Some of the other issues that caused concern in the run-up to Tito’s flight — such as liability during a tourist’s space flight — were not addressed in the crew criteria. Hawes said the liability issue, as well as the detailed requirements for medical fitness and training, were being handled by other groups.

The cash-strapped Russian space industry says it needs multimillion-dollar passenger fares to survive, but for now at least, NASA won’t be getting into the tourist business — or allowing its astronauts to participate in commercial activities. Hawes said, however, that such possibilities were being considered within the agency.

“What we tried to do was not prejudge that, but make criteria that could stand in either case,” he said.

The new space race
The Russian and American companies involved in organizing Tito’s and Shuttleworth’s trips — including Virginia-based Space Adventures, the Russian rocket company Energia and Dutch-based MirCorp — say there are other would-be space passengers ready to follow in their footsteps. MirCorp and its partners, as well as “Survivor” producer Mark Burnett, are even hoping to use space flight as the focus for future television programming.

Eric Anderson, president and chief executive officer of Space Adventures, said he welcomed the agreement on space passenger regulations.

“We have a number of potential candidates for future opportunities, as early potentially as November of ’02,” he told “So clarity with regard to opportunities like this clearly helps us attract more clients.”

Anderson marveled at how smoothly the preparations for Shuttleworth’s flight have gone: “The Shuttleworth flight has certainly been much smoother in terms of interagency operations than Mr. Tito’s was ... and because of documents like this, I’m sure that future flights will be even smoother than Mr. Shuttleworth’s.”

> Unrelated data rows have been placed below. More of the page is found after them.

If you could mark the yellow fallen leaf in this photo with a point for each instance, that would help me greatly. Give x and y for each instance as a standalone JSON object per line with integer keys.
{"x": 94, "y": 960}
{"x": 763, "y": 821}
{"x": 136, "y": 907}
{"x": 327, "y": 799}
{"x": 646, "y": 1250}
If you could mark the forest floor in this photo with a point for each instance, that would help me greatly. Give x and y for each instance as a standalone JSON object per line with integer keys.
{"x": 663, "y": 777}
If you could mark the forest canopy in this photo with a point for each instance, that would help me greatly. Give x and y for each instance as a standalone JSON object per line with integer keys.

MirCorp President Jeffrey Manber, who helped with the early stages of Tito’s negotiations with the Russians, also welcomed the news.

“Anything that reduces uncertainty, and anything that we can make a business plan on, is a good thing,” he said. “We view it as an extremely positive development, subject to the understanding that as we broaden the base of people who go to space, they may not always match the regulations 100 percent.”